Foltz says even at a young age, she was especially drawn to batik, a hand-dyeing technique, because of the natural processes of this “more grounded form of painting,” and enjoyed that process more than going to the store to buy paint. As she got older, however, she began choosing to participate in sports more than art — her “only semi-regret in life” — and didn’t make as much time for artmaking.

Photo by Aaron Eisenhauer

Her active lifestyle eventually led her back to art, though: As a cyclist who rides a lot of dirt and gravel roads on her bike, she says she began noticing all of the different colors of rocks as she rode and how they varied from yellow-brown to reds to deep, dark colors. She says she wanted to know how she could use the colors she saw in nature in her art.

“You enter a deeper relationship with your work [when using natural processes],” Foltz says. “It’s a slower process, you’re more in-tuned with your surroundings, you’re more of a conduit of the art that’s already there, instead of kind of bypassing the process and just going straight to the store buying red, yellow and blue and all the paints.”

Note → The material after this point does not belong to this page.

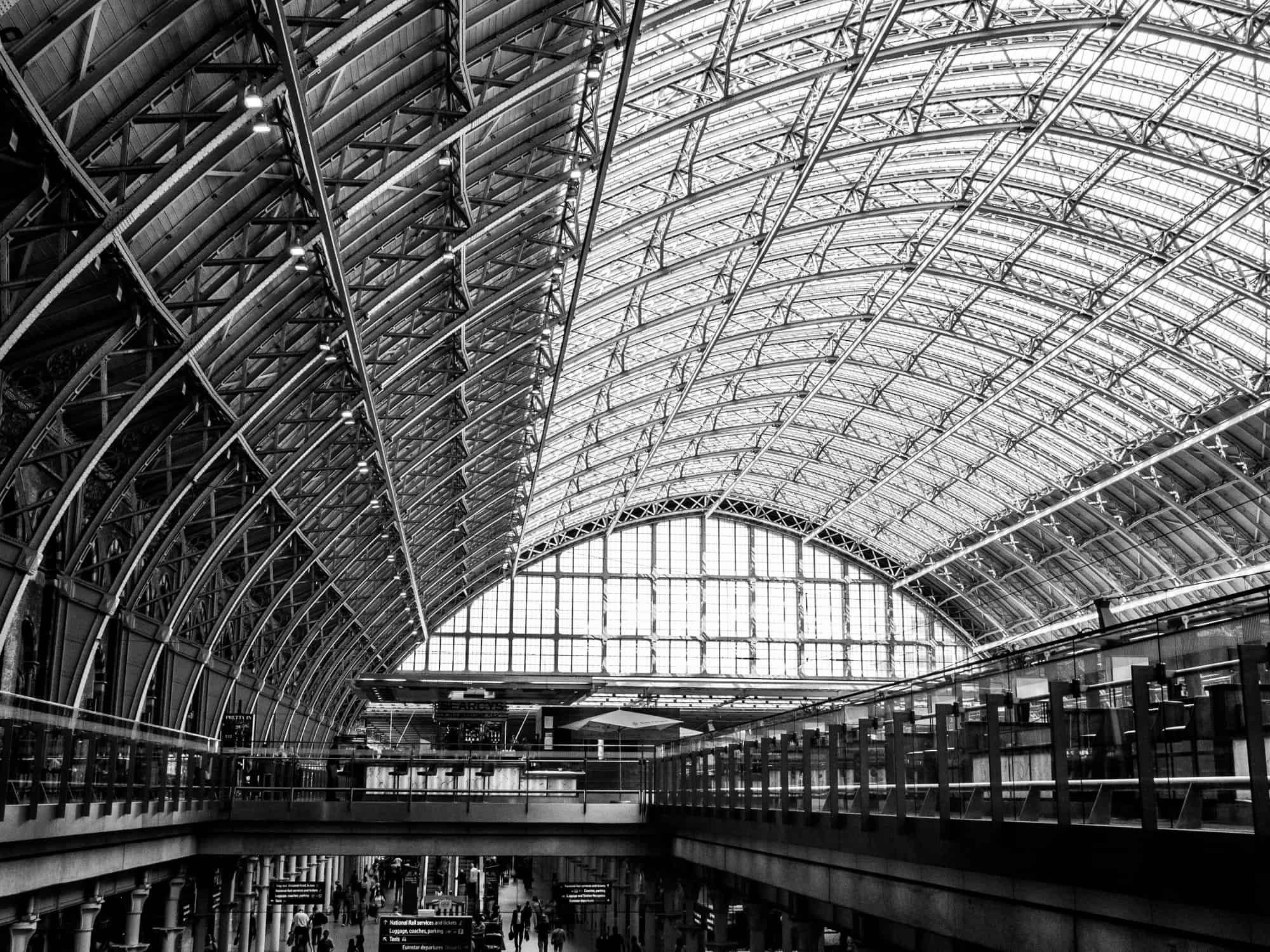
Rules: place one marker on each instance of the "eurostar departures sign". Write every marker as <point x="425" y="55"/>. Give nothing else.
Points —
<point x="587" y="893"/>
<point x="434" y="934"/>
<point x="298" y="893"/>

Foltz collects pigments from her family’s land near Millersville, Mo., to use in her artwork. She says as a child, she had “an intimate relationship to the land,” building forts and trails with her brother on the property, taking note of its beauty. She recognizes the hard work her dad has put into making his childhood dream of owning land with a creek on it a reality.

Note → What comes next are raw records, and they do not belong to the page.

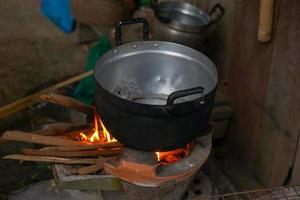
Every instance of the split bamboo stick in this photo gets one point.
(71, 154)
(34, 98)
(56, 159)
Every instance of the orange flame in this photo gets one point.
(97, 135)
(169, 157)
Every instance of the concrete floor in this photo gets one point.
(33, 54)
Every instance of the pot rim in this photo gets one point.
(187, 9)
(129, 48)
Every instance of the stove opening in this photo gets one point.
(169, 157)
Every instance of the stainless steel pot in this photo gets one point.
(184, 23)
(154, 95)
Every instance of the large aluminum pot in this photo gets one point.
(184, 23)
(154, 95)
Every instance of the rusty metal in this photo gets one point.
(280, 193)
(152, 175)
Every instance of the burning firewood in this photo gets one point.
(61, 129)
(68, 102)
(71, 154)
(38, 139)
(72, 161)
(111, 145)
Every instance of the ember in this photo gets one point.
(169, 157)
(97, 135)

“The older I get, the more I think [this dream of his] makes sense,” Foltz says. “So, I think there’s also a pull to want to show him how appreciative I am of the land that he worked so hard for.”

Photo by Aaron Eisenhauer

For Foltz, making her own paint is worth it because art is all about the “work of the process.”

“I always love the creative journey; I’m always sad when a painting is done,” Foltz says. “So, if I can lengthen that time where it makes sense to do it that way, and it forces [me] to slow down and take more time to be outside and be aware of [my] surroundings [by making the paint] … that’s definitely the pull there.”

Here, Foltz teaches us how to make paint from pigments found in nature.

Make your own paint

1. According to “Mineral Resource of the Month: Iron Oxide Pigments” by the U.S. Geological Survey, yellow and brown pigments are derived from limonite, red pigments are derived from hematite and black pigments are derived from magnetite. Find pigment by looking for rocks in nature and conducting a scratch test using a rock that is harder than the rock you think might contain pigment. It is best to look for pigments in exposed places without greenery, such as along water.

2. Wet the harder rock and scratch the rock you think might contain pigment against the harder rock to see if any color comes off of it. If it does, place the rock with pigment in a collection bag you’ve brought along with you to take back to your studio. Continue collecting until you have a variety of colors and enough to make the amount of paint you need.

Photo by Aaron Eisenhauer

3. Place like-colored pigments in a granite mortar and pestle and grind them into a fine powder.

Photo by Aaron Eisenhauer

4. Put the pigment in a jar of water and wait for the sediment waste to rise to the top and the pigment to settle at the bottom. Then, carefully dump out the water and sediment at the top of the jar.

Photo by Aaron Eisenhauer

5. Place a coffee filter into another jar and pour the remaining water and pigment from the first jar into it. Wait for the water to filter through the coffee filter, leaving the pigment behind in the filter. Let the pigment dry.

Photo by Aaron Eisenhauer

6. Mix the pigment with the medium of paint you want to create: for example, linseed oil or walnut oil for oil paint, or egg yolks for tempera paint. At this point, the paste should be dry and stiff in consistency.

7. On a flat surface, place a muller, which is a tool with a handle and heavy weight at the bottom used to grind pigments, on top of the paste, and move the muller in a circular motion outward from the middle of the paste. When the paste becomes spread out, collect it back to the center and repeat the mulling process. Mulling the paste will help it to become wet and soft; mull it until the paint reaches the desired consistency. Then, you’re ready to store the paint in a tube or to start painting!